2024 revised edition. Structured around classical Greek choral movements, the first section ponders themes from Japanese Buddhism, while the second and third survey Western philosophy from Aristotle and Plato through Descartes, Pascal, Kierkegaard, Nietzsche, Wittgenstein, Heidegger, Derrida, and others, in a powerfully dramatic grappling with philosophy, East and West.​​

Peter Marsh, an academic philosopher weighs modern life in a conversation with his friend, David Emerson, a businessman. Brought together after long separation by the brutal murder of Mary, Peter's wife, a time of devastating loss and crisis, their friendship inspires a dark night of the soul, during which Peter's meditations range over several hundred years of philosophy, politics, religion, social change, the dilemmas of existence, evoking a vision of the complexities of the 21st Century, the United Nations, and global governance.
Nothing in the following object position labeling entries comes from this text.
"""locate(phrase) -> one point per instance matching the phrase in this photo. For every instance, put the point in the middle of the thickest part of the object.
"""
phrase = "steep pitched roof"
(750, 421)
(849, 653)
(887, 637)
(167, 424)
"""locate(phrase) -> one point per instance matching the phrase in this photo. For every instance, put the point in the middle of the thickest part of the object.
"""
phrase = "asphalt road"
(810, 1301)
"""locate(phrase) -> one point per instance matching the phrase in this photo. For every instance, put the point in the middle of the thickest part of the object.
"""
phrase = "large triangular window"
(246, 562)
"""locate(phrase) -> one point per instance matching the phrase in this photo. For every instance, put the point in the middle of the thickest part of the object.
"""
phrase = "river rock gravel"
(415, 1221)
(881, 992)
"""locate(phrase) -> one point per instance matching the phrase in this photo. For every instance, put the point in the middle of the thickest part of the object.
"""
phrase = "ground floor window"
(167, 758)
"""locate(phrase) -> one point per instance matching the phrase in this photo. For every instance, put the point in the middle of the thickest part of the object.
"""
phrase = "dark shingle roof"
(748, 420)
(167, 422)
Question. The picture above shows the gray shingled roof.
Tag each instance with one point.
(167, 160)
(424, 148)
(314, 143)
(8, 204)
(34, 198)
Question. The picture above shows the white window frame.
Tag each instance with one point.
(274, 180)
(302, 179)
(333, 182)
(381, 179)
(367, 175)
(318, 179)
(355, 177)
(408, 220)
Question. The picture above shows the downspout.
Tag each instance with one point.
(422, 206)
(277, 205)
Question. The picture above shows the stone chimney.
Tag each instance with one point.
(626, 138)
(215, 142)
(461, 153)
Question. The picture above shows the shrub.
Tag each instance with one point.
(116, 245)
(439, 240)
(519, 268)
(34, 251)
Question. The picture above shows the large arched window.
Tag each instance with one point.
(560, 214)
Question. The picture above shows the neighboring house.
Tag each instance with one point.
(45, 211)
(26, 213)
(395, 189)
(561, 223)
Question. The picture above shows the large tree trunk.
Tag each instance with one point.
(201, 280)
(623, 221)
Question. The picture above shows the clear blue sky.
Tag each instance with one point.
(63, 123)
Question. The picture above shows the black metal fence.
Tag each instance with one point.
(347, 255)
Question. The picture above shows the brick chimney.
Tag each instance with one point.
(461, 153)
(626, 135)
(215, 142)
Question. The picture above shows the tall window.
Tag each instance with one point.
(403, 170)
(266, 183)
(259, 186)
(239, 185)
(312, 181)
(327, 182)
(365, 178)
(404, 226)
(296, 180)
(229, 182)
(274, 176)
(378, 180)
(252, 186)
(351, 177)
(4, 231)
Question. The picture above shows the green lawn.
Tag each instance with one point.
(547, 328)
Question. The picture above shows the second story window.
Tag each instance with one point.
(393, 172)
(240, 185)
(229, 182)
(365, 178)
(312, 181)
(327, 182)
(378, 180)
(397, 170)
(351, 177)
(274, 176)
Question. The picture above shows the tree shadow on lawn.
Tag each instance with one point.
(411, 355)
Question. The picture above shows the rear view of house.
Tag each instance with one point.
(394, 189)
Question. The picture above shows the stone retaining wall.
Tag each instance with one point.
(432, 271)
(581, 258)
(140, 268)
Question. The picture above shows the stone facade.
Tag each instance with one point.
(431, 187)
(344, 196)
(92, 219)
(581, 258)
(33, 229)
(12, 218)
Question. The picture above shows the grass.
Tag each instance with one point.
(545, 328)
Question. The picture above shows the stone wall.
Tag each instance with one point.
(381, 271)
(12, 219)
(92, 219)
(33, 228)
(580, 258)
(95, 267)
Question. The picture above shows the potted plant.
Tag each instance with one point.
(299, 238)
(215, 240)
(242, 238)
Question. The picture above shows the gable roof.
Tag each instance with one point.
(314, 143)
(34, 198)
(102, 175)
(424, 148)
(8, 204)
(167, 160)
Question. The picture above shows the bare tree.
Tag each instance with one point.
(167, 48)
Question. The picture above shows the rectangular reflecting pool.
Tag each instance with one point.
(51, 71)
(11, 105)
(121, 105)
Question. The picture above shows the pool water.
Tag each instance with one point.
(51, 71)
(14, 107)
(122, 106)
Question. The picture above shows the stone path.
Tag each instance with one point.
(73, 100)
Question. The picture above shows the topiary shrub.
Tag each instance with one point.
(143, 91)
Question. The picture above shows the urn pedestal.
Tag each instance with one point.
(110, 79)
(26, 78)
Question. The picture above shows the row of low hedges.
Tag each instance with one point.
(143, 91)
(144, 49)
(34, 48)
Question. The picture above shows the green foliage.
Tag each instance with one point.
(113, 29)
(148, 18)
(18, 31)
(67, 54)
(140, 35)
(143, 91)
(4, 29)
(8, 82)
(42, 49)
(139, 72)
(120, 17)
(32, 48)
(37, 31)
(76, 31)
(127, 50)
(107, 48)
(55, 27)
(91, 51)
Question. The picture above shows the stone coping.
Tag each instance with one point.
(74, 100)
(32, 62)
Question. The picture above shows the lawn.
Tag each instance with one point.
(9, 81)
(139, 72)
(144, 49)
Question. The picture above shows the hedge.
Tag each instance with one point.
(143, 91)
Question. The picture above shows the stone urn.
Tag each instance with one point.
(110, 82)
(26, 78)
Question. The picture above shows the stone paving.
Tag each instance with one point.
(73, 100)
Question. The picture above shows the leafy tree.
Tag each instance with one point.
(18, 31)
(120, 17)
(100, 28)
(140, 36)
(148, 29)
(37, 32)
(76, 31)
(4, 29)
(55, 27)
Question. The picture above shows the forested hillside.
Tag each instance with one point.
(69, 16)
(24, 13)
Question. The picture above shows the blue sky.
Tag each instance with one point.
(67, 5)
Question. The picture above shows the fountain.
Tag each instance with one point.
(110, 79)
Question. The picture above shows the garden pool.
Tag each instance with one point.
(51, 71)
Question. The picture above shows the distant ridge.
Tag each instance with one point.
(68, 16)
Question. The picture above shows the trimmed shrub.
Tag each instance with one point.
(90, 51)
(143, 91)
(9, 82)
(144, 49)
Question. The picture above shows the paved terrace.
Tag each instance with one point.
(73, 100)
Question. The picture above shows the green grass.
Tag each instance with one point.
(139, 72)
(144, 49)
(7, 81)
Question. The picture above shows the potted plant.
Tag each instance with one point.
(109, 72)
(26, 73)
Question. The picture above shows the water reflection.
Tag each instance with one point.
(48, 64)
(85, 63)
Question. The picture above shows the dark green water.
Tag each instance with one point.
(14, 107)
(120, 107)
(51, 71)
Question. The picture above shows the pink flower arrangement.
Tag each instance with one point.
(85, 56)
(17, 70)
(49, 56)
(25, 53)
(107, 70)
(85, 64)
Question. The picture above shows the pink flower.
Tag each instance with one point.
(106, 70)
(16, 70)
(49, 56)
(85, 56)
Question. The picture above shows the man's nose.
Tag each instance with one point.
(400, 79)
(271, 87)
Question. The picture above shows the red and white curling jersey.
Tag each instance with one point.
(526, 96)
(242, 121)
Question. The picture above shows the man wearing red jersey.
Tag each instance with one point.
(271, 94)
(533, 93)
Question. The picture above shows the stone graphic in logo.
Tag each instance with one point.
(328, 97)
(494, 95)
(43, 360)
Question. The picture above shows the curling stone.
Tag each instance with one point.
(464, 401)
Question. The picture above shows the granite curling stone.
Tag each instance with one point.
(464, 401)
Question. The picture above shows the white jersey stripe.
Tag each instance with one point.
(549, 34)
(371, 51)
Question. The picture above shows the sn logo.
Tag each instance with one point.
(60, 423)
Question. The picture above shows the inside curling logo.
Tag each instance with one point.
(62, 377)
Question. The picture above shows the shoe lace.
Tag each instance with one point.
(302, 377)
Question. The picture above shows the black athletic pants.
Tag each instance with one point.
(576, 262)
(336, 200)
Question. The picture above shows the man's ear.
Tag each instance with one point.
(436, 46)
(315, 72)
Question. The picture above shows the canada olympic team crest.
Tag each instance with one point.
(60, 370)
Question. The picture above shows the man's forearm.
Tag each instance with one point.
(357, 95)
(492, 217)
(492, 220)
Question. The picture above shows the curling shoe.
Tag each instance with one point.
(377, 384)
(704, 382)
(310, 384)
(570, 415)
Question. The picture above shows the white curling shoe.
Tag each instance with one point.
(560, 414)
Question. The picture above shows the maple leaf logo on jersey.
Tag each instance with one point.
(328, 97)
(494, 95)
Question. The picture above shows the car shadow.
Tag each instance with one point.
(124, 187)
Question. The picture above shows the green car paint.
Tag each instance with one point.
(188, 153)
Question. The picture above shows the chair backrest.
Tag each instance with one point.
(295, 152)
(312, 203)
"This is a doorway into the future. Colored richly and satisfyingly with symbols that speak directly to the psyche-the way that artwork spoke to the illiterate in the Middle Ages." -Poems Niederngasse

"Glaysher pays his readers the compliment of assuming that they will have at least a basic familiarity with the major world classics and philosophies of both East and West." -Manifold 44


Product Details

ISBN-13: 9780967042145
Publisher: Earthrise Press
Publication date: 05/15/2009
Pages: 72
Product dimensions: 5.50(w) x 8.50(h) x 0.17(d)

About the Author

Frederick Glaysher is an epic poet, rhapsode, poet-critic, and the author or editor of ten books. Glaysher studied at the University of Michigan with the American poet Robert Hayden and edited his collected prose and poetry. He holds two degrees from the University of Michigan, including a Master's in English, and is the Literary Executor of the Hayden Estate. He lived for more than fifteen years outside Michigan-in Japan, where he taught at Gunma University in Maebashi; in Arizona, on the Colorado River Indian Tribes Reservation, site of one of the largest internment camps for Japanese-Americans during WWII; in Illinois, on the central farmlands and on the Mississippi; ultimately returning to his suburban hometown of Rochester.A Fulbright-Hays scholar to China in 1994, he studied at Beijing University, the Buddhist Mogao Caves on the old Silk Road, and elsewhere in China, including Hong Kong and the Academia Sinica in Taiwan. While a National Endowment for the Humanities scholar in 1995 on India, he further explored the conflicts between the traditional regional civilizations of Islamic and Hindu cultures and modernity. An accredited Presenter at The Parliament of the World's Religions in 2021.

Read an Excerpt

Section I of III

Palpable darkness pervades the room,
surrounding, infusing, permeating
every nook and cranny of the study.
Through the windows no light shines, no trace
of lingering twilight or approaching dawn.
Only suffocating pitch-black ebony hours,
hours past midnight,
hours long before predawn half-light.
Partially drawn, the curtains
shroud the windows; half-recognized,
the couch in between overflows with books,
papers, manuscripts thrown aside in haste,
disgust, ennui, acedia, despair.
Randomly piled stacks of books obstruct
the floor; papers collect dust and mites;
along two walls row on row of books
slouch haphazardly or are crammed onto
shelves designed to hold half as many.
No order but disarray cloaked in darkness.
As chaotic as the rest of the room,
the desk holds heaps of material,
half-digested, then set aside,
piled willy-nilly around and on
the computer, paperclips, scissors,
tape, discarded envelopes bearing
half an address, a half-used ream of paper,
paraphernalia of a mind searching for form,
struggling to arrest chaos itself.

On a stand next to the couch a lexicon
lies closed, repository of a language
that once signified, referred, meant something
beyond the infinite play of facile wit,
the seductive flow of consciousness
streaming from one diversion to another,
distracting itself with one curio,
momentarily, before bounding back
to the ocean of flux, sensation,
instinct, where all that sails on that sea
stands level with every other ship,
lost, seeking no port of call, no shore,
no destination but the dark horizon
of one floundering at sea.

On the brown carpet of moderate pile,
flat on his back, gazing up into the dark room,
stretched out like a corpse, lay Peter Marsh.
For three days since the murder of his wife,
he had slept very little and had spent
each night alone on the rack of the floor
of his study. More than thirty years of marriage
kept going over and over in his mind,
now replaced with scraps of conversation
from earlier that evening with David Emerson.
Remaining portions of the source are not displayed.